Running Vicuna locally: the complete idiot's guide to basically running ChatGPT on your own laptop for free

The new Vicuna-13B large language model is a Very Big Deal. A big enough deal to drive one of the biggest players in AI into a state of panic. Why? Because it produces results of near-ChatGPT quality with a model that’s a fraction of the size, is freely available, and runs comfortably on consumer-grade laptops instead of requiring a massive server farm.

This feels like a flashbulb moment for AI, and I think it’s important enough of a milestone that people should experience and contemplate it themselves first-hand. That goes for AI fanbois and doomers, alike.

The good news is that you don’t need to be an expert to try this for yourself. Thanks to the efforts of the open source community, even armchair amateurs like me can do it.
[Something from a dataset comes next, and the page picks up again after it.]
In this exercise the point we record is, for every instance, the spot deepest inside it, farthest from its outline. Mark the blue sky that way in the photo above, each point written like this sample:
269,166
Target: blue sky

All you need is a Mac with an Apple Silicon CPU (i.e. M1 or M2) and the willingness to copy and paste some commands.

When you’re done, you’ll have something that is nearly as good as ChatGPT, if noticeably slower. But it will be running entirely locally, on your own laptop, with complete privacy and freedom. Quite the feat.

May 23, 2023 update: the instructions and download links below have been updated to reflect recent changes to llama.cpp, which require downloading a Vicuna weights file that is in a new format.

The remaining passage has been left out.